Cooma’s Ladies Probus Club has a new president, vice president, assistant secretary and committee member who were all nominated and voted in at the Annual General Meeting held last Wednesday. Taking the reins as president is relatively newcomer Liz Martyn who will be supported by longtime member, Elisabeth Apps, the new vice president. Maria Linkenbagh will continue as secretary and thanks go to Carol Robinson who volunteered from the floor to be assistant secretary. Margaret Wainwright will continue to accurately and efficiently hold the purse strings as treasurer, with Jan Freimanis, Judi Knighton and Margaret Williams continuing in their respective social executive roles. Welcome to new member Elaine Boyle who has joined the committee alongside Glenyss Allen, Hazel Mackenzie-Kay and past president Lynne Brown to whom goes much gratitude for steering the Probus Club for the past year. Founding president Heather Little, aged 98, did a sterling job as Returning Officer chairing the election of office bearers. What a wealth of experience and skill is brought to the Probus Club by these mature, retired professional and business women.

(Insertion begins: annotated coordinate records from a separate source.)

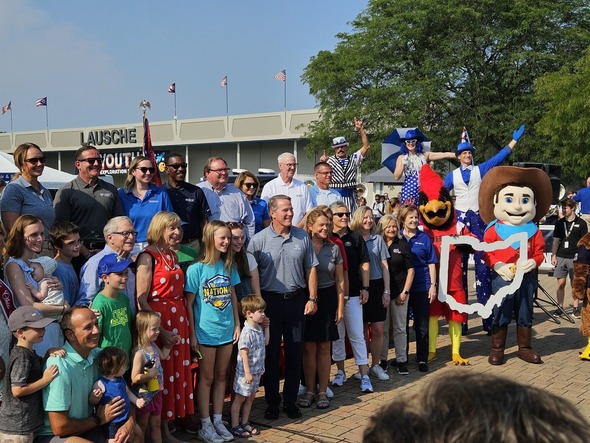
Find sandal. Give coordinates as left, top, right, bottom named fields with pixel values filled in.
left=240, top=421, right=260, bottom=436
left=316, top=392, right=330, bottom=409
left=229, top=425, right=252, bottom=438
left=297, top=391, right=315, bottom=408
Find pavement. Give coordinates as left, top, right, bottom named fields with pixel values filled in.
left=174, top=274, right=590, bottom=443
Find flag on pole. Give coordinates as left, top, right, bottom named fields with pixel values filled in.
left=461, top=126, right=471, bottom=144
left=143, top=114, right=162, bottom=186
left=275, top=69, right=287, bottom=82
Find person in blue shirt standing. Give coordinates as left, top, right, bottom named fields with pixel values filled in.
left=444, top=125, right=525, bottom=333
left=119, top=155, right=174, bottom=257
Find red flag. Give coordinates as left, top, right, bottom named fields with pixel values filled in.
left=275, top=69, right=287, bottom=82
left=143, top=116, right=162, bottom=186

Elisabeth Apps, the new vice president and member speaker for the day shared her childhood memories. Elisabeth sailed to Sydney from London as a three-year-old child with her parents in 1948 and remembers the cruise being luxurious and her family being treated like royalty. Her father had been sent to Sydney to set up an Australian office for his firm in England which organised control systems for businesses. Living in northern beaches suburbs Elisabeth fondly remembers her freedom, roaming the bush tracks near Middle Harbour, playing cricket, going fishing and swimming at the beach but being ‘attacked’ by ticks was not so pleasant. She attended high school in Manly and also learnt ballet which gave her the opportunity to be a young dancer in the visiting Italian Opera for which she was paid nine guineas for performing throughout the season.

Having attended North Sydney Technical College to learn typing and shorthand skills she worked as her father’s secretary and also in the office at the David Jones department store, home of the ‘Ladies in Black’. When asked which department she liked most, Elisabeth explained that in those days, accounts were hand written in triplicate, one for the customer and two for the store and she had to collect, collate and file the duplicate paperwork from each department within the store in her accounts office.

Cooma Ladies Probus Club will next meet on Wednesday 9 April in the Ex-services Club at 10am for 10.30am start.

Friendship is very much on offer and new members are welcome.